Wednesday, August 21, 2013
Savor and Relish, Klyde Warren Park’s restaurants, open in September
Indoor/outdoor restaurant Savor aims to bring "polished casual" dining to the Dallas park.
Dallas chef and entrepreneur John Coleman knows first-hand of the uncommon circumstances that go along with planting roots here. Coleman is opening an 11,000-square-foot dining complex in Klyde Warren Park that will house two restaurants called Savor Gastropub and Relish. They are the only two restaurants located directly in the park.
“You think about what’s below us — it’s a highway,” Coleman, acting executive chef, said Wednesday during a hardhat tour of the site. “It’s a game of millimeters.”
Three years in the making, Coleman’s vision is a sleek, minimalist approach that blends the boundaries of the park and restaurants. Crews are currently working toward a soft opening on September 23.
Savor is the complex’s “polished casual” sit-down restaurant that includes indoor and outdoor seating for more than 300 people. Glass walls standing about 12 feet tall encase the restaurant, giving it a refined, modern feel. The ceiling contains a series of hole-punctured metal slats, patterned to resemble the underside of a tree canopy. Once finished, Coleman said there will be 60 skylights through which the sun will shine and naturally backlight the slats.
An open kitchen and a “keg wall” separate the dining room and bar/lounge area at Savor. Coleman plans to have large group and communal seating in the lounge surrounding the kidney-shaped island bar in the middle of the 1,500-square-foot space.
“There will be couches and chairs and have a living room feel,” he said.
The keg wall, perhaps the restaurant’s most intriguing feature, will house barrels for 16 wines (eight red and eight white) and 12 different beers, both local and not. Lines from the kegs run under the floor to taps behind the bar, where they will be served. Coleman said kegged wine will cost $8-11 a glass. Beers will rotate frequently.
“I’ve been asked if kegged wine is the cheaper stuff, and I think you’ll find the quality is fantastic,” Coleman said.
Savor will also offer 20 red wines and 20 white wines by the bottle, as well as 10 bottled beers. There will also be a house “reserved” list of wines that Coleman personally has a connection or heartfelt memory with, he added.

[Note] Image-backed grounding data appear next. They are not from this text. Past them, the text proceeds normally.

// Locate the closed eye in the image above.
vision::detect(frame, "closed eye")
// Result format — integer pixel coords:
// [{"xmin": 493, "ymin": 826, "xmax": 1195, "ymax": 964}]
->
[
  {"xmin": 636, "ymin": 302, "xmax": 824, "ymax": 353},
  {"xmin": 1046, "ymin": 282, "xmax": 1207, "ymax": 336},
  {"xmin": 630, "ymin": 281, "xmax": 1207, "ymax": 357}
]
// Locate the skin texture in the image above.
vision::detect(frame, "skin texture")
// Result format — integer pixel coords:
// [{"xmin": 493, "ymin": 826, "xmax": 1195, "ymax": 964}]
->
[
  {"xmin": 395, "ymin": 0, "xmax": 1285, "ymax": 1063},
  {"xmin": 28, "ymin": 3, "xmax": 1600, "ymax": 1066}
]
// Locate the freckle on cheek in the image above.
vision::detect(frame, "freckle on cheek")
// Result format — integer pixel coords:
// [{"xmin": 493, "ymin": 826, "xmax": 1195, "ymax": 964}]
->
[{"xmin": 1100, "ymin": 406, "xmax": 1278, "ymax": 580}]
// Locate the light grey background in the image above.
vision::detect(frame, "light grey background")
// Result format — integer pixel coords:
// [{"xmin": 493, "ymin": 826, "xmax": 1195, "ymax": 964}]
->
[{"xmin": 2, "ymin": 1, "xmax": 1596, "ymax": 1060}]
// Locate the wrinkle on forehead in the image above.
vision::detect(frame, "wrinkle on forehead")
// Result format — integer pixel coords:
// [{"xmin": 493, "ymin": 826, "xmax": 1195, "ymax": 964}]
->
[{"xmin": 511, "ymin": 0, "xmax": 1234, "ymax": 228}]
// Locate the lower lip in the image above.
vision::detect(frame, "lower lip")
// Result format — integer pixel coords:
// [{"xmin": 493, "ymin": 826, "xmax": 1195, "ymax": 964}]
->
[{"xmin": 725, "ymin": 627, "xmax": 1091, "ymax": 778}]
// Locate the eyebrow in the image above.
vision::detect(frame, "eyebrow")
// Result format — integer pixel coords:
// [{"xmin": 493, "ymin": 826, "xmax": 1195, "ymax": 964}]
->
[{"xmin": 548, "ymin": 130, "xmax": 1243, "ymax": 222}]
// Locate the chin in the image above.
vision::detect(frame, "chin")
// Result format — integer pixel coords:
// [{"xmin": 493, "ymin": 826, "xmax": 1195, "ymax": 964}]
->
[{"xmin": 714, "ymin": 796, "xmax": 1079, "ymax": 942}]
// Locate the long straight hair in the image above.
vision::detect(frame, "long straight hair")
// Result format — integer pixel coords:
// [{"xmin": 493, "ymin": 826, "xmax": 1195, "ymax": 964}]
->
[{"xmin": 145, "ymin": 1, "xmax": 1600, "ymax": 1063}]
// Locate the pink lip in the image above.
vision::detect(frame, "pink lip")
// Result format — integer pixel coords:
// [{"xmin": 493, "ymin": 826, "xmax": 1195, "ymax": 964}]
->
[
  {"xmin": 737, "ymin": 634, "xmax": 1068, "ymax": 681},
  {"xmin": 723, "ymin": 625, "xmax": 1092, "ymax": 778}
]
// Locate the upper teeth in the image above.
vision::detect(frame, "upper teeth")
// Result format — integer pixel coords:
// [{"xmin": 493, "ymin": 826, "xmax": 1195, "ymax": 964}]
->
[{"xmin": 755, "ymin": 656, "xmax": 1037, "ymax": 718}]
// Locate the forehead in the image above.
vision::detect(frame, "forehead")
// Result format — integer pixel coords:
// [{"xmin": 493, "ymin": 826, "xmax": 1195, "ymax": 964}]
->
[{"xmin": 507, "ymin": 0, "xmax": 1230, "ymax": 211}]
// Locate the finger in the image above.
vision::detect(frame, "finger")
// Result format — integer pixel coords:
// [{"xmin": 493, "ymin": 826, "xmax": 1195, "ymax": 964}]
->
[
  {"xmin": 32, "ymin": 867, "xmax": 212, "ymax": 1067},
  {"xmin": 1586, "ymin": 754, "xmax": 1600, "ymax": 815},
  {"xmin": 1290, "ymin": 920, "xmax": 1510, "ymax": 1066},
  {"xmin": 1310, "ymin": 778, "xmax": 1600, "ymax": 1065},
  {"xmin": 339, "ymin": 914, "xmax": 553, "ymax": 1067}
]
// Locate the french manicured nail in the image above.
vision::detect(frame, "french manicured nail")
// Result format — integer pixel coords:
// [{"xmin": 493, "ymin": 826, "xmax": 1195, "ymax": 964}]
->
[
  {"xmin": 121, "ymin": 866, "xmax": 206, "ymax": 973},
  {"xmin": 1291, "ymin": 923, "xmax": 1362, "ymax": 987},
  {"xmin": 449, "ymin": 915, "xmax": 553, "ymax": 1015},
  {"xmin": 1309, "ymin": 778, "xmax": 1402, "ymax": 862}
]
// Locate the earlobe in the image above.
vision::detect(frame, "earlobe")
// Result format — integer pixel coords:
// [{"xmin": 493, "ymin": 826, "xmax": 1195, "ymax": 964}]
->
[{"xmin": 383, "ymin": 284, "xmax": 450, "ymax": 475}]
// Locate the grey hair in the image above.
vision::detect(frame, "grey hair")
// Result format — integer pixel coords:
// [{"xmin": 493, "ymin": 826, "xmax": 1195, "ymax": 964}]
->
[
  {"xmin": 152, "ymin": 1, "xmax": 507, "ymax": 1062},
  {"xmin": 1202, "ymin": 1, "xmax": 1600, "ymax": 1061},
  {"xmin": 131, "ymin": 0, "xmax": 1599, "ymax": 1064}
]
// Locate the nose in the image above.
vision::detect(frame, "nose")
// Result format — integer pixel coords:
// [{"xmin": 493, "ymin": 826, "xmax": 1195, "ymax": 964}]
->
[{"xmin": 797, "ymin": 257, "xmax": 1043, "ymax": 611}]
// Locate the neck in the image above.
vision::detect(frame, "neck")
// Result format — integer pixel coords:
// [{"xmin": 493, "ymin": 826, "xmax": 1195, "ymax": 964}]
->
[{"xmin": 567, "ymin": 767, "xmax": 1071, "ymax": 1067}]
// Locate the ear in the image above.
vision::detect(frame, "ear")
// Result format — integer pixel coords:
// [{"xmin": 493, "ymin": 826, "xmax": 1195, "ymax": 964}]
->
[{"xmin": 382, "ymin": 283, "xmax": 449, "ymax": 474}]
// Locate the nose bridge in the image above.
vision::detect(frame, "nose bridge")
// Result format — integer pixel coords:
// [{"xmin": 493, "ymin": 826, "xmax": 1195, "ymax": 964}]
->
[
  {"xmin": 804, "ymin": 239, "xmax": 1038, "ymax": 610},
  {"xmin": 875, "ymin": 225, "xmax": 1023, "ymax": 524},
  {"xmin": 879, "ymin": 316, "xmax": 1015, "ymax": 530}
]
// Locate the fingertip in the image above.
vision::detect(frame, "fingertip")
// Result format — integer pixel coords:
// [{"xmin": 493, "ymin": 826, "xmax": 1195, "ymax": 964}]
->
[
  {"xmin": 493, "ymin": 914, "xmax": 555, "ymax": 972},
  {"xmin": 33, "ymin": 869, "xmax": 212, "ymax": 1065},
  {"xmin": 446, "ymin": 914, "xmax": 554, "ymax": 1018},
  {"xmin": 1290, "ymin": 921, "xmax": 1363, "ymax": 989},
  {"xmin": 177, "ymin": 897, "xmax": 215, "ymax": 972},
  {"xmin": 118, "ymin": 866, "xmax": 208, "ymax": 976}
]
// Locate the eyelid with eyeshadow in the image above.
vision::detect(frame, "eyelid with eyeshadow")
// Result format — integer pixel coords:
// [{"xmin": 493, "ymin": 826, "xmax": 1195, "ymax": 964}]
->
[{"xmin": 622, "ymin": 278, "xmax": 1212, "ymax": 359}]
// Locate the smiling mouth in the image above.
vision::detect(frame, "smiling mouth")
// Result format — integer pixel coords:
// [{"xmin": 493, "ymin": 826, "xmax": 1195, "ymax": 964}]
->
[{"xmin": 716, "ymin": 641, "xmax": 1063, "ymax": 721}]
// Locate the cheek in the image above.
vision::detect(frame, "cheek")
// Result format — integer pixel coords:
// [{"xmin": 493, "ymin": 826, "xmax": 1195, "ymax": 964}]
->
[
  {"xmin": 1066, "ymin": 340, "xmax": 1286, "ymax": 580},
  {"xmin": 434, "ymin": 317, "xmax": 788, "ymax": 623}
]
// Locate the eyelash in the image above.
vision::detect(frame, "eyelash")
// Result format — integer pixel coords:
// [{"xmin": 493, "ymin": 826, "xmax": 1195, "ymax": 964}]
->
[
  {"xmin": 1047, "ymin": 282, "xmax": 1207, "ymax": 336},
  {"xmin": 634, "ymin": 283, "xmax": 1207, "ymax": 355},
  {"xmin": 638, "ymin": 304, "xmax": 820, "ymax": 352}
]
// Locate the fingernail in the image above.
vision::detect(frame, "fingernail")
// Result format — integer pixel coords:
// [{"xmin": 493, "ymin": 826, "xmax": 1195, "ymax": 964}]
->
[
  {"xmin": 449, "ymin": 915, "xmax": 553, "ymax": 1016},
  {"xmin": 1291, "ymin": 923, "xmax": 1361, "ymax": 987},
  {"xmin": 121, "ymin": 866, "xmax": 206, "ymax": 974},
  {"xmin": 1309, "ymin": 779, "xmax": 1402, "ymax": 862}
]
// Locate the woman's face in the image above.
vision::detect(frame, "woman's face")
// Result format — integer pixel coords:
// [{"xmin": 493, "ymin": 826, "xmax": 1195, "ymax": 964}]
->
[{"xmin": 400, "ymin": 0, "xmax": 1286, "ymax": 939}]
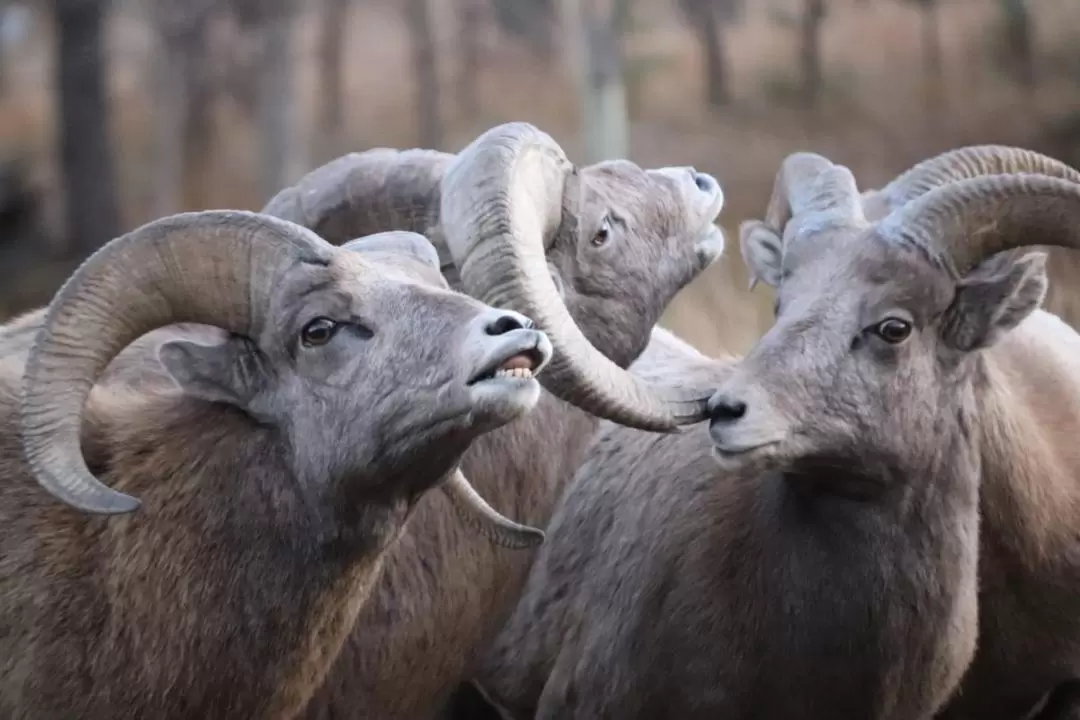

Cocktails, too, will not be lost at Savor. Coleman is working with mixologist Brian McCullough of The Standard Pour to develop a menu of artisan beverages.
In terms of the menu, Coleman said it is still being finalized, though he alluded to an appetizer-heavy offering meant for sharing, in addition to flatbread pizzas, sandwiches, salads, and steaks. Savor will have a separate kids menu with usuals like chicken fingers, but also will offer some healthier options.
Savor appetizers will range from $9 to $17 and entrees will cost between $19 and $27, Coleman said.
As part of this project, Coleman is building a separate permanent residence for his food truck Relish, which launched in October 2012. The tight, 800 square feet dedicated to Relish will act as a grab-and-go kiosk for patrons who can eat on the outdoor patio or peruse the park. Relish will serve beer and wine, too, for those meandering Klyde Warren. Coleman plans to expand his menu to include more burgers (including veggie), plus items like ice cream and breakfast.
Relish will also house two public restrooms.
Though Coleman has opened 18 hotels worldwide and a slew of restaurants, he considers development of Savor and Relish to be his most personal project and a “culmination of my life’s work,” he said. It’s evident in his attention to detail.
Coleman created a large valet lane to ease the woes of downtown parking. He situated several patios overlooking the park where children can play while their parents eat. And he designed the restaurants in tune with the Klyde Warren’s attempt to appeal to the masses.
“The environment speaks for itself,” he said. “We’re hoping this really finishes out the park.”